State, Federal officials begin preliminary damage assessments

HENRYVILLE, IN (WAVE) - The damage from Friday's tornado is obvious but, in order for victims to get federal assistance a lot of paper work needs to be done.

Tuesday, local, state and federal officials began preliminary damage assessments. Different teams are spread out all over Kentuckiana, including hard hit Clark County.

The survey teams include, Federal Emergency Management Agency (FEMA), the Indiana Department of Homeland Security, and the U-S Small Business Association.

For the tornado victims, many of them said it's encouraging to know that people are paying attention and there is the possibility for federal help.

"I've been in public safety for 35 years and never seen damage this powerful," said Arvin Copeland of Indiana Department of Homeland Security.

Those preliminary damage assessments will help Gov. Mitch Daniels make his case to the president for a damage declaration.

If approved, it would help clear the way for home and business owners to get help.

"Obviously, insurance is the first line of defense," said Copeland. "If we do get a declaration, the maximum they can get is $31,400 from FEMA. That is to rebuild their homes and lives and that is not a lot ladies and gentlemen."

"Maybe it will be more," said Darrell Basham. "That is not enough, can't build anything." Basham's business is a total loss.

"We're gonna be looking at effects on these people," said FEMA spokesperson Gene Romano. "Do they have to relocate for school?

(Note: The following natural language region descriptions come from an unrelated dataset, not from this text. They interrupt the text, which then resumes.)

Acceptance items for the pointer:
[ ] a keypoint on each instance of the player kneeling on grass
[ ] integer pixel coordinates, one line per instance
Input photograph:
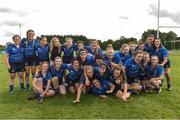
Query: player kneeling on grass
(119, 80)
(42, 83)
(132, 68)
(155, 72)
(14, 60)
(74, 75)
(85, 81)
(58, 74)
(107, 88)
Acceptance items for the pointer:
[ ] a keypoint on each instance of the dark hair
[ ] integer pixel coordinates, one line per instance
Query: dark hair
(138, 52)
(98, 56)
(75, 59)
(42, 36)
(92, 40)
(30, 30)
(161, 45)
(16, 36)
(151, 35)
(140, 43)
(122, 73)
(80, 42)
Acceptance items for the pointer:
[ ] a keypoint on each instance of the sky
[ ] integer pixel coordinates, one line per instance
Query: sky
(99, 19)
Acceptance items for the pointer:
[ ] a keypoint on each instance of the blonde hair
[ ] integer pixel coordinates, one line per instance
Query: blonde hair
(68, 38)
(52, 44)
(109, 48)
(88, 67)
(123, 46)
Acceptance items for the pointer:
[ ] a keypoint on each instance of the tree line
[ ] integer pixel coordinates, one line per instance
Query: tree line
(165, 37)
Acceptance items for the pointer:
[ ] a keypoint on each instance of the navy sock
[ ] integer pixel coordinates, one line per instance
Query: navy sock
(11, 88)
(22, 85)
(142, 87)
(27, 86)
(33, 74)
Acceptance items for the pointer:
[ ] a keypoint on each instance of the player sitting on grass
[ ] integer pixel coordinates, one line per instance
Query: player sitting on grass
(42, 83)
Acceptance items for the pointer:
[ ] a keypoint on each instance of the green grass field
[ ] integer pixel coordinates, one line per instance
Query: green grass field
(156, 106)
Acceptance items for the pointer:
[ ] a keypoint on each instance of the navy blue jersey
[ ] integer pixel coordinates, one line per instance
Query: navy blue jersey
(101, 77)
(58, 73)
(55, 52)
(150, 49)
(91, 51)
(143, 73)
(15, 54)
(116, 59)
(45, 78)
(83, 79)
(29, 47)
(155, 72)
(88, 61)
(68, 52)
(43, 52)
(161, 53)
(132, 68)
(105, 86)
(124, 57)
(74, 74)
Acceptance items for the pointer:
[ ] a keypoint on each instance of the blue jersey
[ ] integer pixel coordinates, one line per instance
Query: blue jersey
(74, 74)
(105, 86)
(45, 78)
(43, 52)
(132, 69)
(155, 72)
(123, 56)
(55, 52)
(161, 53)
(29, 47)
(88, 61)
(150, 49)
(15, 54)
(91, 51)
(101, 77)
(143, 73)
(116, 59)
(68, 52)
(58, 73)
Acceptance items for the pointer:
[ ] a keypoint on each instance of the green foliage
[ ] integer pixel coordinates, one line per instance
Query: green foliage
(144, 106)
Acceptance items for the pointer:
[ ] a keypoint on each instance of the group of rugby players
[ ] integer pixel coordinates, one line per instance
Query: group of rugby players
(57, 68)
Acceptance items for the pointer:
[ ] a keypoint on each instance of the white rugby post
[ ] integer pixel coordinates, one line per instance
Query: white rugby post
(20, 29)
(158, 17)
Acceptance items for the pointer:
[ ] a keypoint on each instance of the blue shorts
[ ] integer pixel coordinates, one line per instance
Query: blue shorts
(67, 59)
(31, 61)
(132, 80)
(168, 64)
(40, 61)
(60, 80)
(71, 82)
(16, 67)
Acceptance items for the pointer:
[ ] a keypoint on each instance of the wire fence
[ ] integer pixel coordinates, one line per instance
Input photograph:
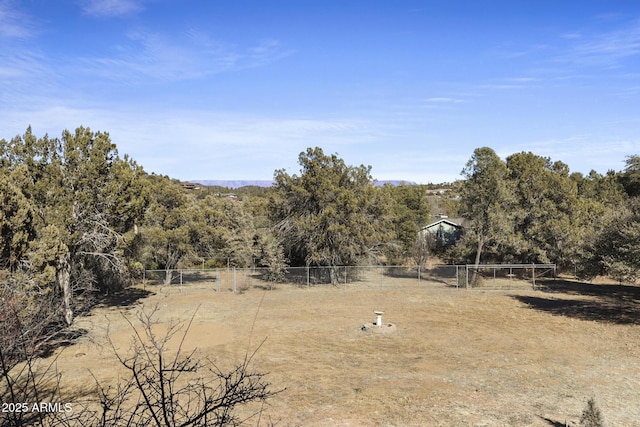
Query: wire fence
(237, 280)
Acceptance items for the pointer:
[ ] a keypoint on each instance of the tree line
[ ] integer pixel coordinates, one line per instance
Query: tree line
(77, 219)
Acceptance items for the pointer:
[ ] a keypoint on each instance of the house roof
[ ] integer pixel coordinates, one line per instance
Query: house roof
(445, 221)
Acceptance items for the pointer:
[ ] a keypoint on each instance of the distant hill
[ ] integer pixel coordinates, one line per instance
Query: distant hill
(268, 183)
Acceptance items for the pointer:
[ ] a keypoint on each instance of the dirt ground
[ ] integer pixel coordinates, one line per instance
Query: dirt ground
(457, 357)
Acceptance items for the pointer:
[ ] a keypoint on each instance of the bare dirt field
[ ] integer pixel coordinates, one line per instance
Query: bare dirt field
(458, 357)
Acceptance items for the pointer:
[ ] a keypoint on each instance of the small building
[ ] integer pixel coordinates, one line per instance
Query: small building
(446, 231)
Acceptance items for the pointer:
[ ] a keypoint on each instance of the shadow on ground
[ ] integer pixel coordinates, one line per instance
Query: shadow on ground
(618, 304)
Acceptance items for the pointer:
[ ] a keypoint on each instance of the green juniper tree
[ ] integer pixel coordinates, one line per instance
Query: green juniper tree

Do they have a place to stay? Yes, we are gonna look at insurance but insurance isn't the answer to everything."

The state of Indiana must prove that up to 400 homes have been damaged, they already know 300 have. They also must prove that over $8-million in uninsured losses occurred in communities to qualify for federal help.

Once the approval of an emergency declaration is made by President Obama those in need can begin to apply for aid.

State officials say they're confident that the declaration will go to the president.

FEMA says those with damage should keep record outside of their insurance coverage and watch out for scammers. FEMA will not call and ask for personal information.